One good thing though, these are unicode, so it SHOULD be doable:
From wikipedia…
“The Unicode codepoints for the letter are U+0142 for the lower case, and U+0141 for the capital.[11] In the LaTeX typesetting system Ł and ł may be typeset with the commands \L{} and \l{}, respectively. The HTML-codes are Ł and ł for Ł and ł, respectively.”
Your first task should be to run the process with a few of the offending records in preview mode. Check the target(just before the converter in the preview window). If it is right, the problem is with the target driver, or some target centric area. Check the source. If it is bad, the problem is with the source driver, or some source centric area. THEY are usually the culprit. Then maybe try key points in between to find one that fails, and work back from there.
OH, and if you are using an oracle version prior to 12(I forget the EXACT version in 12 where they fixed it), and you find the problem is THERE, it might be an ENVIRONMENT problem.

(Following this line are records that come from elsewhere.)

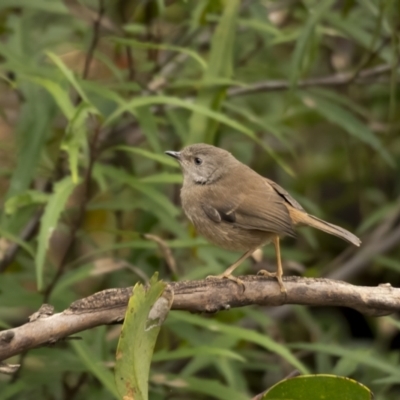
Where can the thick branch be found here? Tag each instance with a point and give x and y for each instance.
(208, 295)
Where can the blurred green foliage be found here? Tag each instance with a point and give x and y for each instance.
(93, 92)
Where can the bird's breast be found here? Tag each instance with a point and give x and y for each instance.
(223, 234)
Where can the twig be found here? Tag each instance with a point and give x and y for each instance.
(331, 80)
(95, 39)
(209, 295)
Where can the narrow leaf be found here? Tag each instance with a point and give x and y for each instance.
(244, 334)
(52, 212)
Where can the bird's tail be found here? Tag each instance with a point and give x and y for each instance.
(302, 218)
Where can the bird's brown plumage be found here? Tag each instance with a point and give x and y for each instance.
(236, 208)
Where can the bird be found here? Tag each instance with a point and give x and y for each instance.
(237, 209)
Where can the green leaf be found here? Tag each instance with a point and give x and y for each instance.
(68, 74)
(21, 243)
(317, 387)
(304, 40)
(48, 6)
(94, 364)
(59, 94)
(52, 212)
(244, 334)
(361, 356)
(218, 116)
(209, 387)
(346, 120)
(168, 47)
(201, 129)
(75, 137)
(149, 127)
(174, 101)
(161, 158)
(163, 178)
(147, 190)
(197, 351)
(136, 344)
(26, 198)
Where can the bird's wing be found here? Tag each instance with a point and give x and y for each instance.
(285, 195)
(251, 204)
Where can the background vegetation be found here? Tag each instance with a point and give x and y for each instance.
(92, 93)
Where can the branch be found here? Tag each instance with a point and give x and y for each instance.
(331, 80)
(210, 295)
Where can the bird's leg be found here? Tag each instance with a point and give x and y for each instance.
(228, 272)
(279, 271)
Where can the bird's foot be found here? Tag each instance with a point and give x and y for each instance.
(230, 277)
(263, 272)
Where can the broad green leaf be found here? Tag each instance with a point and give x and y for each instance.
(94, 364)
(26, 198)
(137, 340)
(361, 356)
(244, 334)
(201, 129)
(51, 215)
(318, 387)
(146, 45)
(346, 120)
(304, 40)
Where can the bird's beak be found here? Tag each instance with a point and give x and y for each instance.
(175, 154)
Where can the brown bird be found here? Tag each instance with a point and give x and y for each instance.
(237, 209)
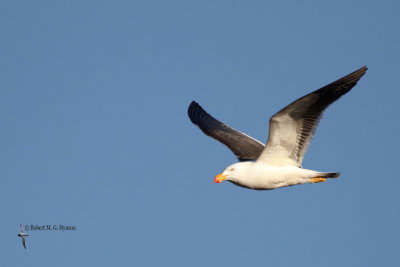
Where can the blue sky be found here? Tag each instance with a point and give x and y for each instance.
(95, 132)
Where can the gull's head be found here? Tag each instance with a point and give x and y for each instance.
(232, 173)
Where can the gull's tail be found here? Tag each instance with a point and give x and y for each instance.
(329, 174)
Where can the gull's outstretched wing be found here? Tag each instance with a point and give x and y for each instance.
(242, 145)
(292, 129)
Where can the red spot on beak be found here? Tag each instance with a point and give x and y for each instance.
(219, 178)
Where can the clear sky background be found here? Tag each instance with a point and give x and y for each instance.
(95, 133)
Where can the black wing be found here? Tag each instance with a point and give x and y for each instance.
(243, 146)
(292, 129)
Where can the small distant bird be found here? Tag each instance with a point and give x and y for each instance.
(22, 235)
(278, 163)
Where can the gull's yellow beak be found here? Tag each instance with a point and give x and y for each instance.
(219, 178)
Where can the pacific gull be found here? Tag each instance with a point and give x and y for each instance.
(278, 163)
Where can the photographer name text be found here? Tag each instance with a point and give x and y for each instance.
(50, 227)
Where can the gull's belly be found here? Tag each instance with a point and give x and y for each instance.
(266, 177)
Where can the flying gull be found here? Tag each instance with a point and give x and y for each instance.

You will have to fix the environment(it is just a couple environment variable settings)
and restart the drivers and/or snaplex.
We’re using Aurora, so we’re communicating using MySQL libs on UTF-8 defined InnoDB tables.
Under the hood, we’ve drilled down into how to test this:
- JSON generator does not output correctly if you copy paste the value
- Inserting the value manually into the UTF-8 table and running a select against it successfully loads the character into Snaplogic (it is properly previewable)
- Selecting that value and then inserting it back into the table fails, as the value inputted is just a ? instead of the proper character
So, under the hood, it seems like there’s a problem with either the insert or merge steps, or both.
We’ve considered bypassing this by creating an S3 file that we upload, but this feels like overkill for what should be an otherwise simple insert.